XIUCHENG RFID ist auf die Herstellung einer breiten Palette von RFID-Produkten spezialisiert, darunter RFID-Silikonarmbänder, Tyvek-Armbänder, Stoffarmbänder, elastische Armbänder, Vinyl-Armbänder, RFID-Wäscheetiketten, Tieretiketten und RFID-Karten. Alle Produkte werden unter strenger Qualitätskontrolle und mit fortschrittlicher Produktionstechnologie hergestellt.

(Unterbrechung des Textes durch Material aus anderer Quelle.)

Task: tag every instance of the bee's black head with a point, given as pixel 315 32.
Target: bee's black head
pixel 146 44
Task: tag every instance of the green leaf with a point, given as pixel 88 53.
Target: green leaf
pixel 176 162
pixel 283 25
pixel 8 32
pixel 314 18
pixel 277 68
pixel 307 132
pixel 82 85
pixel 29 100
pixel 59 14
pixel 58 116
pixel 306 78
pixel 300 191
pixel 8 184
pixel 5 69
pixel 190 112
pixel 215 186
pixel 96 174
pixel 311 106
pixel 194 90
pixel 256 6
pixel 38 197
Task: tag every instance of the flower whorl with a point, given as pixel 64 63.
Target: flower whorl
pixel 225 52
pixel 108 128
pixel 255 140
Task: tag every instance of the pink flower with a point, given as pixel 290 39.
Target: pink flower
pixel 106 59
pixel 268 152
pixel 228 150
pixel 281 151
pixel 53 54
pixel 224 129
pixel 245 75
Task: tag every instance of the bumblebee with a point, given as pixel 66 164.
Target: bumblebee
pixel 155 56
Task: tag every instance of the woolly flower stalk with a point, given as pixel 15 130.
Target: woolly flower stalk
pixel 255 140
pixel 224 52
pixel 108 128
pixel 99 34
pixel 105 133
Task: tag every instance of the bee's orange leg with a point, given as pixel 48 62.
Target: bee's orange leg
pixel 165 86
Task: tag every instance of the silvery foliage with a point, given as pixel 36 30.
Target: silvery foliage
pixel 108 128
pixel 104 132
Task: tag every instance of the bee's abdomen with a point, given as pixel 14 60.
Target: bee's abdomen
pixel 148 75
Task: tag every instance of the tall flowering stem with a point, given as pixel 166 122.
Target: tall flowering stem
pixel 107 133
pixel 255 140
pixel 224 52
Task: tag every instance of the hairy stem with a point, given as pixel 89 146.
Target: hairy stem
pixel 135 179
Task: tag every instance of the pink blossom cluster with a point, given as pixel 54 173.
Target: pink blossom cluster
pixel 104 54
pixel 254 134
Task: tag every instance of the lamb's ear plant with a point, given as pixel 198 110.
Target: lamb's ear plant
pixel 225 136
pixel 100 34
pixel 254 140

Mit 12 Jahren Erfahrung in den Bereichen Armbanddesign, Tag-Design, Qualitätsmanagement und Kundenbeziehungsmanagement haben wir eine solide Grundlage für die Bereitstellung zuverlässiger und leistungsstarker RFID-Lösungen geschaffen.

Abschluss

RFID hat sich zu einer Kerntechnologie in modernen Einrichtungen des Gesundheitswesens entwickelt. Seine Rolle geht über die reine Bestandsverfolgung hinaus und trägt unmittelbar zur betrieblichen Effizienz und zur Patientensicherheit bei.

Durch die Verbesserung der Nachverfolgbarkeit von Geräten, die Verkürzung der Suchzeiten sowie die Unterstützung von Wartungs- und Compliance-Prozessen trägt RFID dazu bei, dass Krankenhäuser unter zunehmendem klinischem und regulatorischem Druck effektiver arbeiten können.

In Märkten wie Kanada, in denen die Standards für digitale Sicherheit immer strenger werden, werden RFID-Systeme, die auf sicheren Verschlüsselungstechnologien basieren, zunehmend an die langfristigen Anforderungen an die Infrastruktur angepasst.

Für Einrichtungen des Gesundheitswesens ist RFID längst keine optionale Erweiterung mehr. Es entwickelt sich zu einem unverzichtbaren Bestandteil eines sicheren und effizienten Krankenhausbetriebs.